JAKARTA (SurabayaPost.id) – Badan Perlindungan Konsumen Nasional (BPKN) menggugah semua pihak agar ikut terlibat mengantisipasi kenaikan kasus Covid-19. Sehingga, pandemi virus meresahkan dan mematikan itu bisa terus ditekan. 

Ketua BPKN RI Rizal E. Halim menyampaikan hal tersebut Selasa (8/6/2021). Sebab, penekanan terhadap kasus Covid-19 mulai memberikan hasil positif. 

Makanya dia mengapresiasi kerja pemerintah dalam menekan laju penularan virus Covid-19. Menurut dia,  data BNPB, perkembangan pasien sembuh per 7 Juni 2021 mencapai 1.711.565 orang dengan persentase di angka 91,9%. 

Angka kesembuhan kumulatif ini, kata dia, cukup menggembirakan. Alasannya,  pasien sembuh harian terus bertambah  sebanyak 5.594 orang.  

“Upaya berkesinambungan yang dilakukan pemerintah menangani Covid-19 dan pemulihan ekonomi nasional (PEN) perlu didukung semua lapisan stakeholder dan masyarakat,” jelas dia. 

Saat ini, menurut  dia   dengan pemberlakuan pembatasan kegiatan masyarakat (PPKM) masuk pada klaster keluarga. “BPKN-RI menilai PPKM mikro itu merupakan strategi tepat. Yan disamping menerapkan  3M (memakai masker, mencuci tangan, dan menjaga jarak) dan melakukan 3T (testing, tracing, dan treatment).

Meski demikian, Rizal menegaskan agar semua pihak peduli. Sehingga  laju postif perkembangan penanggulangan covid-19 tidak sampai terlena. 

Itu mengingat, kasus yang meninggal juga meningkat menjadi 51.803.  Sedangkan  kasus positif harian mencapai 6.993.

“Untuk mengantisipasi pasien Covid-19 membludak, pusat dan daerah harus memiliki strategi preventif. Ya seperti menyiapkan lokasi karantina alternatif cadangan bagi pasien terpapar Covid-19,” harapnya.

Ketua Komisi Komunikasi dan Edukasi Johan Effendi mengusulkan, fasilitas umum  yang ada di lingkungan masyarakat dapat digunakan. Itu, kat dia,  sebagai tempat isolasi darurat pasien Covid-19. 

“Lokasi yang akan digunakan harus memenuhi persyaratan sesuai ketentuan. Upaya tersebut adalah langkah preventif yang bisa dilakukan seluruh kalangan masyarakat guna mengantisipasi penuhnya ketersedian ruang isolasi dan juga bed pada Rumah Sakit,” ujarnya.

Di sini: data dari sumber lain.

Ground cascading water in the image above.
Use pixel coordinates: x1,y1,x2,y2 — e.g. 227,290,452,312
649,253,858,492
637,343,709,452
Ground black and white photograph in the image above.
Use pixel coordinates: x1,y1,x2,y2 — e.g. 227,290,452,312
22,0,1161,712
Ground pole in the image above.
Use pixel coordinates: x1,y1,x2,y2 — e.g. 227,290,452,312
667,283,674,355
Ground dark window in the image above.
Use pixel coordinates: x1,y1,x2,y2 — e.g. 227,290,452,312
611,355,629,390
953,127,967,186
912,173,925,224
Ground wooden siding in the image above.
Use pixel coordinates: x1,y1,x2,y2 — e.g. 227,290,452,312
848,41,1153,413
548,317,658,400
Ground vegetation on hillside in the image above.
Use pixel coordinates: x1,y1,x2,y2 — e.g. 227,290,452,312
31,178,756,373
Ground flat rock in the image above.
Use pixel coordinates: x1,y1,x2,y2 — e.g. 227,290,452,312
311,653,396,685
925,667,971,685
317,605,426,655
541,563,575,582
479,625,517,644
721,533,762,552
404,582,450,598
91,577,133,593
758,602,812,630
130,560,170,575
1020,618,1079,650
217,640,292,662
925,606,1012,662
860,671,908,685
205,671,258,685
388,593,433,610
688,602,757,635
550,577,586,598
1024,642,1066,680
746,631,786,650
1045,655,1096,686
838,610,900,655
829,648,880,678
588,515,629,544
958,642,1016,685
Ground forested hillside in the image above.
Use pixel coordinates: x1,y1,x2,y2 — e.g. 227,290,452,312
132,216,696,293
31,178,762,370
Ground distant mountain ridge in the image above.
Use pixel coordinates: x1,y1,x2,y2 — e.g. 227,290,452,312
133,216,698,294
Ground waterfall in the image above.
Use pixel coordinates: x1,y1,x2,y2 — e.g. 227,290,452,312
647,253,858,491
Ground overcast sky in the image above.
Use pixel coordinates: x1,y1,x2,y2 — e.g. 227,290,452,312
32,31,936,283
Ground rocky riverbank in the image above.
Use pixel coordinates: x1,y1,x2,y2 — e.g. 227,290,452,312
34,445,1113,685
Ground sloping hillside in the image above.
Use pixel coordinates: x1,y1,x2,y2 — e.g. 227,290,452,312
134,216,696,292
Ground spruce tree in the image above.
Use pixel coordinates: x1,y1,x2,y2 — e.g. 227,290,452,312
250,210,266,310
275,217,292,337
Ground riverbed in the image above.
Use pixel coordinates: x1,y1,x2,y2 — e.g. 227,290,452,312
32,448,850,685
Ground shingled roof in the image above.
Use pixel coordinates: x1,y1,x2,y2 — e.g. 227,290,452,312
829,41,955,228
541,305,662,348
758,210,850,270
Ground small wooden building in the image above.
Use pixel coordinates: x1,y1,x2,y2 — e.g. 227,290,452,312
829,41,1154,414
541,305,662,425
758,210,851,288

Selain itu, menurut Johan, pemerintah pusat maupun daerah harus bersinergi bersama stakeholder. Terutama pada sektor Kesehatan untuk merancang berbagai strategi untuk mengantisipasi kenaikan jumlah pasien COVID-19. 

“Hal itu dikarenakan saat ini jumlah kasus serta angka kematiannya juga terus meningkat baik di skala nasional dan daerah,” kata Johan prihatin.

Sementara itu, Rizal mengatakan  untuk memenuhi seluruh upaya penanggulangan COVID-19 oleh seluruh otoritas sektor Kesehatan terutama, memerlukan anggaran serta sarana dan prasarana yang memadai. 

Tujuannya kata dia,  adalah memberikan pelayanan yang prima terhadap pasien, meski statusnya ditingkatan pandemi. Sehingga standar mutu dan pelayanan di salah satu rumah sakit rujukan tetap terjaga.

“karena itu BPKN-RI juga menghimbau kepada masyarakat agar tetap menjalankan protokol kesehatan. Mari bersama-sama kita menjaga bangsa ini demi mencegah rantai Covid-19,” pungkas Rizal.(lil)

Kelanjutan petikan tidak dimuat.